WILLIAM ROBINSON, Day and Night Landscape


Observing the progress of William Robinson’s art is like operating the zoom function on a camera; but in reverse. From his earliest demure interiors and the studies of domestic life in the Robinson household, his vision and his focus expand gradually, over time, to take in the views through the windows to outside, to his garden, the yards, paddocks, and bush, to the distance, Australia, and the cosmos. The sublime landscapes which became the destination for this progress are now his best known work. These landscapes hang in Museums, Galleries, Collections Public and Private all over Australia and elsewhere. His standing in the Australian Art community – he is arguably the most important painter working in this country right now – is based on the beauty and originality of his vision of the Australian landscape. Robinson is the successor to Eugene von Guérard, Tom Roberts, Arthur Streeton and Fred Williams. Like these historical figures he is a painter working on the subject that is essentially Australian, its landscape. He has set about solving the unique problems that it presents to artists wishing to capture its special qualities. Robinson’s approach to the subject is in keeping with his appreciation of his place in subject’s artistic lineage. 

Along the way his vision and the style he worked in evolved. In the late 1980s, it was the goings-on of his farm animals drew his interest. His paintings of barnyard politics of cows and chooks are choreographed and sophisticated as well as being quite earthy. They remain amongst his best loved works. As the broader landscape itself starts to command his interest, however, the farm’s role in the greater scheme of things changes. The key moment in his development, which took place in the late 1980s, occurs when we start to see the earth, forest, and the sky from the viewpoint of a person lying flat on the ground. With the trees reaching upwards into the sky, as seen from below, Robinson rolled the landscape on its side and subjected it to the kind of examination you can undertake when you are alone, relaxed and in repose. 

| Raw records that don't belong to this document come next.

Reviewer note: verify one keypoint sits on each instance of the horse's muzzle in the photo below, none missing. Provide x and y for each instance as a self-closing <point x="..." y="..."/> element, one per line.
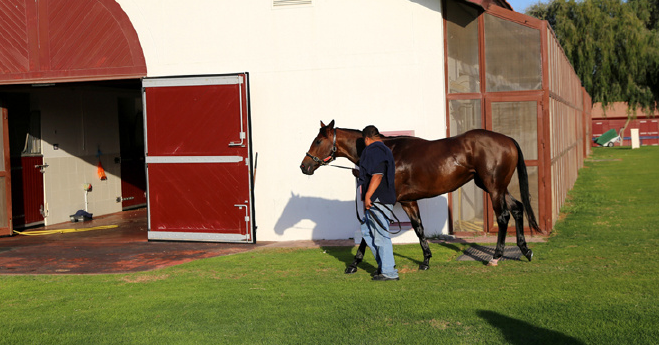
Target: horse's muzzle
<point x="307" y="169"/>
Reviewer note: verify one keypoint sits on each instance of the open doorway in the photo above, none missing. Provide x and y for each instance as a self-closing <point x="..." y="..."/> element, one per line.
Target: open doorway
<point x="61" y="137"/>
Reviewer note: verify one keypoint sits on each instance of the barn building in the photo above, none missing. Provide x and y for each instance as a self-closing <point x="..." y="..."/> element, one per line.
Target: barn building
<point x="203" y="110"/>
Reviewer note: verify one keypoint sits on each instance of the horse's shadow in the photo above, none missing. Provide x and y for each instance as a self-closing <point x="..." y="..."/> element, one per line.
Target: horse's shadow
<point x="335" y="219"/>
<point x="521" y="332"/>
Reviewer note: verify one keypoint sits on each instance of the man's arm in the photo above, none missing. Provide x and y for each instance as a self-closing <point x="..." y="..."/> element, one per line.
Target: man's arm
<point x="375" y="182"/>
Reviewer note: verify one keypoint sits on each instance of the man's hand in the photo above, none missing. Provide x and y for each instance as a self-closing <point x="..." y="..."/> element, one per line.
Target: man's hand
<point x="375" y="182"/>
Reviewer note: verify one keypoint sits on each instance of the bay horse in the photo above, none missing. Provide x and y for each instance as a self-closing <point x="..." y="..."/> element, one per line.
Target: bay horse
<point x="425" y="169"/>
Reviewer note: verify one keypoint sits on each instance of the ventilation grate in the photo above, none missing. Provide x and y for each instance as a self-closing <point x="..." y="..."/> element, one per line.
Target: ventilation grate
<point x="485" y="253"/>
<point x="284" y="3"/>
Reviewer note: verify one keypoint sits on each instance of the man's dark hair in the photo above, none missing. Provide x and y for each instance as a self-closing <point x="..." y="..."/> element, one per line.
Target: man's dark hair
<point x="370" y="131"/>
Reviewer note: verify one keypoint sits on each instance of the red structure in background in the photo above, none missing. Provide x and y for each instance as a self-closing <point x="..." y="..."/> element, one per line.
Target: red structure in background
<point x="615" y="117"/>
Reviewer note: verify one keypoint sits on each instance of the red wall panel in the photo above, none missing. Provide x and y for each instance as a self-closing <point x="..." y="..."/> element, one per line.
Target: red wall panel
<point x="67" y="40"/>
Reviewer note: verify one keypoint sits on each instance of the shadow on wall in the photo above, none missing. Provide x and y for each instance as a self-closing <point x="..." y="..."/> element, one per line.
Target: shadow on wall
<point x="521" y="332"/>
<point x="336" y="219"/>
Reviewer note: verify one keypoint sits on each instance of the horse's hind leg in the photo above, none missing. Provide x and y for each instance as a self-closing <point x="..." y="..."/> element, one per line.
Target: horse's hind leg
<point x="359" y="256"/>
<point x="517" y="210"/>
<point x="412" y="210"/>
<point x="503" y="217"/>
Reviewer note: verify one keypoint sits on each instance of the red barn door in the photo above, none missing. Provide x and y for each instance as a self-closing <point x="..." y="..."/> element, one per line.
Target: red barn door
<point x="5" y="176"/>
<point x="198" y="155"/>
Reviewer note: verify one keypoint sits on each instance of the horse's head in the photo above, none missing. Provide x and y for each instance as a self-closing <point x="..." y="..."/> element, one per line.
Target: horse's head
<point x="322" y="150"/>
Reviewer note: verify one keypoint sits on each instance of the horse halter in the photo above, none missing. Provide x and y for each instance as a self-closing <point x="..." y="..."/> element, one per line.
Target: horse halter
<point x="330" y="157"/>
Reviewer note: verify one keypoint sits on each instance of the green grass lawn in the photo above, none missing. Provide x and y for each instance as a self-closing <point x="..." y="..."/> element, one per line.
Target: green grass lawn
<point x="596" y="281"/>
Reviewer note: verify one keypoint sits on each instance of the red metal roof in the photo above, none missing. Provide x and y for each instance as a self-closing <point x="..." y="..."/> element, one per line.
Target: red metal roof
<point x="485" y="4"/>
<point x="67" y="40"/>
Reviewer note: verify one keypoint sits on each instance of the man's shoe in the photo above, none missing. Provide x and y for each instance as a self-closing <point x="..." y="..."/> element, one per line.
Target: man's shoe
<point x="381" y="277"/>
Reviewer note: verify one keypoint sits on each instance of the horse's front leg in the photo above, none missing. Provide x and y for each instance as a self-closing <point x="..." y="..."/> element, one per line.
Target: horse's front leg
<point x="359" y="256"/>
<point x="412" y="210"/>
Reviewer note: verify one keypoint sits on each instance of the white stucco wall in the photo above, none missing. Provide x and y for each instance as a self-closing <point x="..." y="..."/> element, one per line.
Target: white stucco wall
<point x="358" y="62"/>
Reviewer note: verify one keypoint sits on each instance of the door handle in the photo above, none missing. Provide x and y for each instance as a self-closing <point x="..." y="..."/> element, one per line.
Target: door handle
<point x="41" y="167"/>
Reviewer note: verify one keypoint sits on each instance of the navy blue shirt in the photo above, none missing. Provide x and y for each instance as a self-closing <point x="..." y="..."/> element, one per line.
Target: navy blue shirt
<point x="378" y="159"/>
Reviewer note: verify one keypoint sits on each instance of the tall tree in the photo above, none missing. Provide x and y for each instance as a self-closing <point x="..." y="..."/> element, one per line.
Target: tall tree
<point x="613" y="46"/>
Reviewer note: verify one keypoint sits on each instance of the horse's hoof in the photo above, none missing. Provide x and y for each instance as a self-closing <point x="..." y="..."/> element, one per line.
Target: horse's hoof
<point x="350" y="269"/>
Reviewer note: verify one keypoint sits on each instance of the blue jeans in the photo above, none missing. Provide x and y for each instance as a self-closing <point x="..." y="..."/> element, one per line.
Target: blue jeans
<point x="378" y="239"/>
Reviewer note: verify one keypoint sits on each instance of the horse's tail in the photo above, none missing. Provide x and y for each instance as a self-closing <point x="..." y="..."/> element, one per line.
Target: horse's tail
<point x="524" y="189"/>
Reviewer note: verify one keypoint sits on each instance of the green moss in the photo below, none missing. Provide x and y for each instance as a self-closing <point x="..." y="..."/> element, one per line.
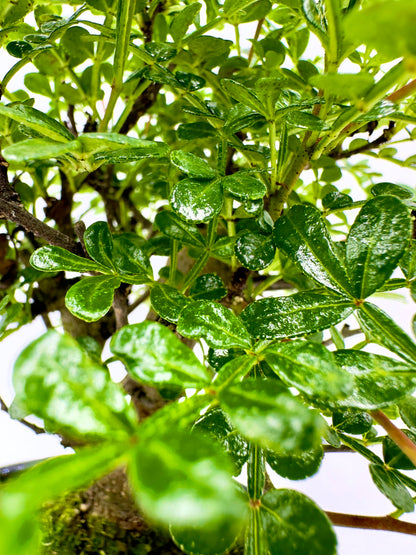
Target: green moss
<point x="69" y="529"/>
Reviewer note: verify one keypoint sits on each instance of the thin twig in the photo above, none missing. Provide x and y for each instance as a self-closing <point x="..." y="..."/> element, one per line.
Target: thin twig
<point x="386" y="523"/>
<point x="37" y="429"/>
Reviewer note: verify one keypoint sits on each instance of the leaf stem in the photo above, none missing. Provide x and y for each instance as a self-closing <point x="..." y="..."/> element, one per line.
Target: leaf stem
<point x="372" y="522"/>
<point x="399" y="438"/>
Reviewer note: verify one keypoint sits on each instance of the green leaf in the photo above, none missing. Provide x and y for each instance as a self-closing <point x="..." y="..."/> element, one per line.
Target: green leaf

Night and Day belongs to the period when Robinson’s vision enters a philosophical phase, when the spirituality of the bush takes over from its domestication. The cows, a final trace of man’s activity, fade as dusk draws a veil over the scene. The capacity of a landscape to inspire thoughts of magic and mystery is now Robinson’s inspiration. As the paintings evolve through the 1990s into these remarkable views, which combine the awe of distance and the close intimacy of the understory, where leaves, branches, clouds, sunbeams and showers and stars contribute the final element, he succeeds in his quest of rendering the sublime. These paintings, although as stylised as anything by William Blake or Samuel Palmer, are nevertheless thoroughly convincing as depictions of the part of the country he knows best.